本発明によれば、アミノ酸とアミノ酸から誘導さ
れるアミノ酸誘導体とをアミノアシル−tRNAシ
ンテターゼ及びアセトニトリルの存在下で反応さ
せることによつてペプチド又はペプチド誘導体を
合成することができる。さらに本発明によれば、
あらかじめアミノ酸とアミノアシル−tRNAシン
テターゼとを反応させて反応混合物を得、次いで
得られた反応混合物とアミノ酸誘導体及びアセト
ニトリルとを反応させることによつてペプチド又
はペプチド誘導体を合成することができる。この
アミノアシル−tRNAシンテターゼとあらかじめ
反応させるのに好ましく用いられるアミノ酸とし
ては、例えばチロシン、アラニン、ロイシン、イ
ソロイシン、フエニルアラニン、メチオニン、リ
ジン、セリン、バリンなどのα−アミノ酸があげ
られ、L体、D体のいずれでもよい。また、上記
反応に好ましく用いられるアミノ酸誘導体として
は、例えば、グリシン、アラニン、ロイシン、イ
ソロイシン、フエニルアラニン、グルタミン酸、
グルタミン、イルロイシン、システイン、チロシ
ン、アルギニン、バリン、リジン、ヒスチジン、
アスパラギン酸、アスパラギン、メチオニン、ト
リプトフアン、トレオニンなどのα−アミノ酸、
β−アラニン、β−アミノイソ酪酸などのβ−ア
ミノ酸、クレアチンなどの含窒素γ−アミノ酸、
ピペリジン酸などのγ−アミノ酸、ε−アミノカ
プロン酸などのε−アミノ酸などの各種アミノ酸
のエステル、チオエステル、アミド、ヒドロキサ
ミドなどがあげられるが、アミノ基が遊離の形で
あるアミノ酸誘導体であれば、上記例示化合物に
限定されるものではない。
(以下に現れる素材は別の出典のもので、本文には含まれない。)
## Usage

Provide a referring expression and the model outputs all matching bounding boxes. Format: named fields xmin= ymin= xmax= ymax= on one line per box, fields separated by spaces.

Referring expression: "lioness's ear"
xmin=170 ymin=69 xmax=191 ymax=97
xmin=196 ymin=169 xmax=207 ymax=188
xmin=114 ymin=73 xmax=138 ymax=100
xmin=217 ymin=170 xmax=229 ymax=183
そのエステルとして
は、例えばメチル、エチル、プロピル、シクロヘ
キシル、フエニル、ベンジルなどの単純な炭化水
素系のエステルから、tRNAの3′−OHで上記ア
ミノ酸がエステル化したものまで、種々のエステ
ルを用いることができる。また、アミドとして
は、遊離のアミドの他、例えば異種あるいは同種
のアミノ酸がアミド結合したオリゴペプチドやポ
リペプチドを用いることもできる。このオリゴペ
プチドやポリペプチドがさらにエステル、チオエ
ステル、ヒドロキサミド、エーテル化したものを
用いることも可能である。また、上記アミノ酸誘
導体は水溶液の状態で用いるか、あるいは固体の
まま用いてもよい。 Hereinafter, the method of the present invention for synthesizing peptides or peptide derivatives from amino acids will be specifically explained.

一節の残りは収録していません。